If you want to understand the relevant history on why the New York Fed is currently throwing hundreds of billions of dollars each week at Wall Street’s trading houses, here’s a quick tutorial on the rapid financial collapse on Wall Street in 2008. Wall Street banks were very much aware in 2008 that they had created a house of cards by placing trillions of dollars of their derivative bets with weak counterparties. But they didn’t know just how much exposure each bank had or which counterparties would collapse first because the derivative bets were mostly private contracts between two counterparties. (That situation remains today.) So the Wall Street banks simply stopped lending to each other and credit markets froze.
That forced the Federal Reserve to throw a cumulative $29 trillion in all directions to bail out not just U.S. banks on Wall Street but the foreign banks that were on the other side of these reckless and irresponsible derivative trades.
This chart from the Financial Crisis Inquiry Commission shows just how much of a derivatives casino Goldman Sachs and the other major Wall Street banks had become by June of 2008.
Phil Angelides, the Chair of the Financial Crisis Inquiry Commission (FCIC) stated the following on June 30, 2010, at a hearing convened to examine “The Role of Derivatives in the Financial Crisis.”

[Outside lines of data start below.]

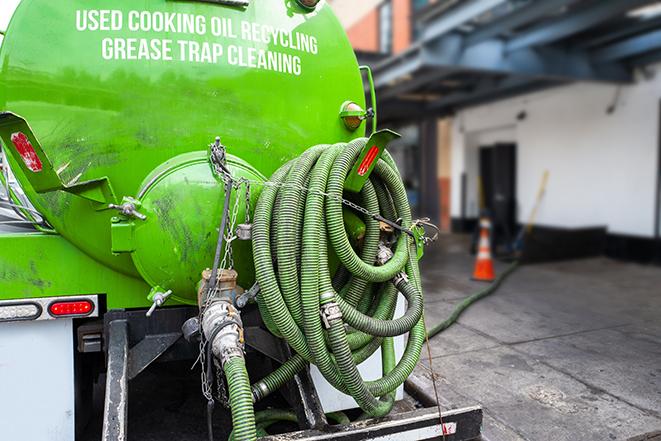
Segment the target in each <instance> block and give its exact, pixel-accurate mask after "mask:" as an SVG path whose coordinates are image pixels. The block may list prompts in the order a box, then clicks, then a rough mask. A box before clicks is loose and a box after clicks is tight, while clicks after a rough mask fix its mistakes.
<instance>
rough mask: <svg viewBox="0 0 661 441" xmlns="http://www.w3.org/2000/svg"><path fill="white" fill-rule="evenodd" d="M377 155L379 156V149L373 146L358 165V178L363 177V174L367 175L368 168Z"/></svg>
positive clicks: (372, 161) (371, 164)
mask: <svg viewBox="0 0 661 441" xmlns="http://www.w3.org/2000/svg"><path fill="white" fill-rule="evenodd" d="M378 154H379V148H378V147H377V146H375V145H373V146H372V148H370V150H369V151H368V152H367V155H365V158H364V159H363V162H361V163H360V167H358V175H359V176H365V173H367V170H369V169H370V166H371V165H372V163H373V162H374V159H376V156H377V155H378Z"/></svg>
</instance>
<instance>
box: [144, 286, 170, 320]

“I must say that despite 30 years in housing, finance, and investment — in both the public and private sectors — I had little appreciation of the tremendous leverage, risk, and speculation that was growing in the dark world of derivatives. Neither, apparently, did the captains of finance nor our leaders in Washington.

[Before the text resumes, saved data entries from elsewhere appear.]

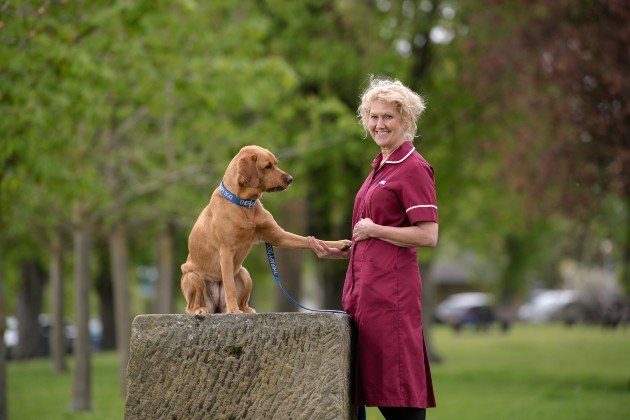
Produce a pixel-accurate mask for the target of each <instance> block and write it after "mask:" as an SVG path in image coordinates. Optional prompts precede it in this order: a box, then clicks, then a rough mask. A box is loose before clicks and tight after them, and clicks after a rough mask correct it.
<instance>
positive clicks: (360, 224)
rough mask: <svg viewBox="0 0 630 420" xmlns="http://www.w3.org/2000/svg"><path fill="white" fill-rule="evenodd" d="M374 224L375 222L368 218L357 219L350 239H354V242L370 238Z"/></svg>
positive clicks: (373, 227)
mask: <svg viewBox="0 0 630 420" xmlns="http://www.w3.org/2000/svg"><path fill="white" fill-rule="evenodd" d="M375 226H376V223H374V222H373V221H372V219H370V218H365V219H361V220H359V221H358V222H357V223H356V224H355V225H354V230H353V231H352V239H354V240H355V241H356V242H359V241H364V240H366V239H370V238H371V237H372V235H373V233H372V232H373V229H374V227H375Z"/></svg>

“The sheer size of the derivatives market is as stunning as its growth. The notional value of over the-counter derivatives grew from $88 trillion in 1999 to $684 trillion in 2008. That’s more than ten times the size of the Gross Domestic Product of all nations. Credit derivatives grew from less than a trillion dollars at the beginning of this decade to a peak of $58 trillion in 2007. These derivatives multiplied throughout our financial markets, unseen and unregulated. As I’ve explored this world, I feel like I have walked into a bank, opened a door, and seen a casino as big as New York, New York. Unlike Claude Rains in Casablanca we should be ‘shocked, shocked’ that gambling is going on.

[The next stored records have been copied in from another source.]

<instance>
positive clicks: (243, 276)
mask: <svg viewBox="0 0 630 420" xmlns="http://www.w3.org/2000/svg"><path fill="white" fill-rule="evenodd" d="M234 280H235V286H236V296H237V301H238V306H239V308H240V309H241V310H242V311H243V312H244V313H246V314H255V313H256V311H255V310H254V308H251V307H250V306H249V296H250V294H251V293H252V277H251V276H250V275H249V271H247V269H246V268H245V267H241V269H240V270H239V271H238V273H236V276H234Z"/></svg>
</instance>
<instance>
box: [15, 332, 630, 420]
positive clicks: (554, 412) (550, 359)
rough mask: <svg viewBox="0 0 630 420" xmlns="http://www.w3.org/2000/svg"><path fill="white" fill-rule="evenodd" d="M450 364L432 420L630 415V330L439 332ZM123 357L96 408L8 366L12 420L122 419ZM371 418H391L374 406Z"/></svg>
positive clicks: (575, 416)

“As the financial crisis came to a head in the fall of 2008, no one knew what kind of derivative related liabilities the other guys had. Our free markets work when participants have good information. When clarity mattered most, Wall Street and Washington were flying blind…
“In June 2008, Goldman’s derivative book had a stunning notional value of $53 trillion.”
After a decade of so-called financial reform, Wall Street and Washington are still flying blind and Goldman now has a federally-insured bank to gamble in derivatives as federal regulators yawn, Congress de-regulates further and the New York Fed relaunches its multi-trillion-dollar bailout funnel.
Wall Street On Parade is of the well-researched opinion that this is the most corrupt era in the history of Wall Street and its lackeys in Washington.